Gil Landau: Kendimi bildim bileli, müzik ile içiçe olan, sürekli müzik çalınan bir evde büyüdüm. Babam gitar çalardı, ara ara şarkı da söylerdi. Gitar çalmayı ondan öğrenmeye başladım. Buna ek olarak 6 yaşından itibaren de piyano dersleri almaya başladım.
Yael Shoshana Cohen: Klasik olacak ama çok küçük yaştan bu yana şarkı söyleyip dans ediyorum. İzleyici karşısında onlara bir hikaye anlatmak, şarkı söylemek veya performans sergilemek, sahnede olma hissi her zaman büyüleyici gelmiştir. 13 yaşında gitar çalmaya ve ders almaya başladım. Gitar eğitmenim, şarkı söylemeye beni yönlendiren ilk kişidir.
Lola Marsh adını grup ismi olarak neden seçtiniz?
Gil: Uzun süre sahnede ikili olarak bir ismimiz olmadan çaldık. Ancak ilk resmi konserimizi duyurmak için bir isme ihtiyacımız olduğunda birkaç günlük bir beyin fırtınası yaşadık. İsim önerileri havada uçuştu. The Lost Penguin, One Night Zebra, The Dreamers gibi... Sanırım Lola Marsh kulağa en iyi gelen isimdi, biz de öyle devam ettik.

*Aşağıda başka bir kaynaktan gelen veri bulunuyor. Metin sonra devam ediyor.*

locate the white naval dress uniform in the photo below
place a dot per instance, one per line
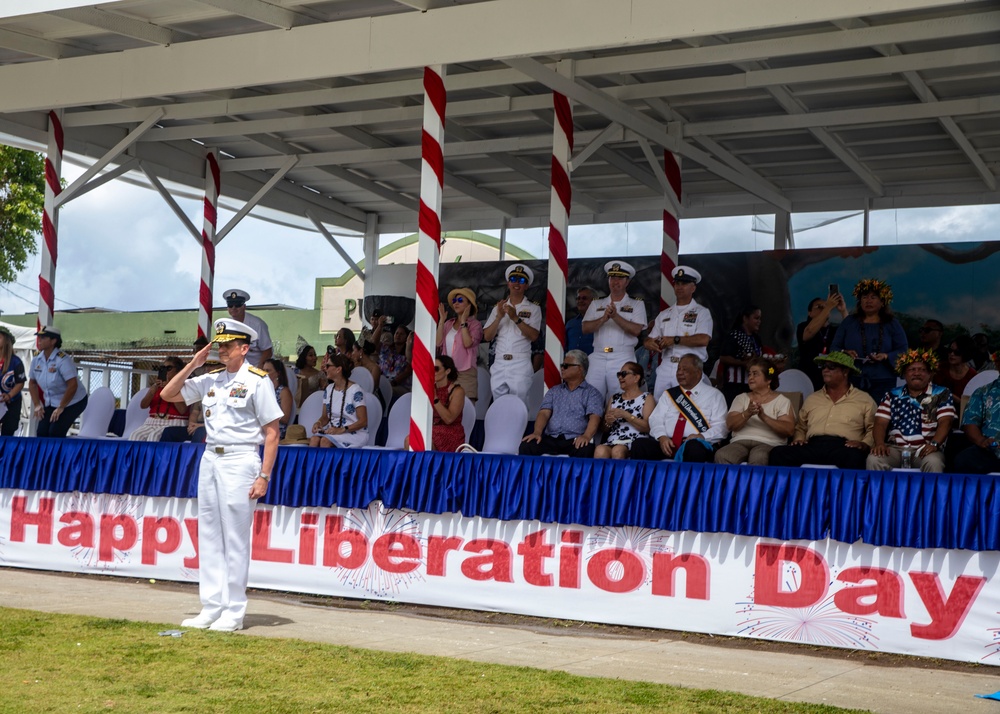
(710, 402)
(683, 320)
(263, 341)
(235, 405)
(511, 372)
(613, 347)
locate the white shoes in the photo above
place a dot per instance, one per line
(224, 624)
(201, 622)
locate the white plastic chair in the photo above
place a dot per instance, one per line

Müzik sizin için ne anlam ifade ediyor?
Yaeli: Müziği, tutku, düşünce ve hislerimi iletmek için harika bir yol olarak seçtim. Tamamen yeni dünyalar yaratabilir, fantezilere dalabilir ve çılgın hayaller kurabilirsiniz. Müziğin iyileştirici bir gücü var. Güzel bir günse iyi bir melodi gününüze ayrı bir heyecan katar, kötü bir günse belki de iyi bir melodi hayatınızı kurtarabilir.
Şarkılarımız fazlasıyla sinematografik
Yeni single’ınızı nasıl tanımlarsınız?
Yaeli: İşte bu zor bir soru. Ancak şarkının ortaya çıkış hikayesini anlatabilirim. İlk olarak şarkının nakarat kısmıyla çalışmaya başladık. Normalde bu tam tersi şekilde gelişir. Şarkının prodüksiyon kısmı çok önemli bizim için. Şarkıyı çok sinematografik bulduk netice olarak. Sonuçtan dolayı çok gururluyuz.
Şarkıların yaratım süreci nasıl ilerliyor. İkiniz de ortak mı çalışıyorsunuz?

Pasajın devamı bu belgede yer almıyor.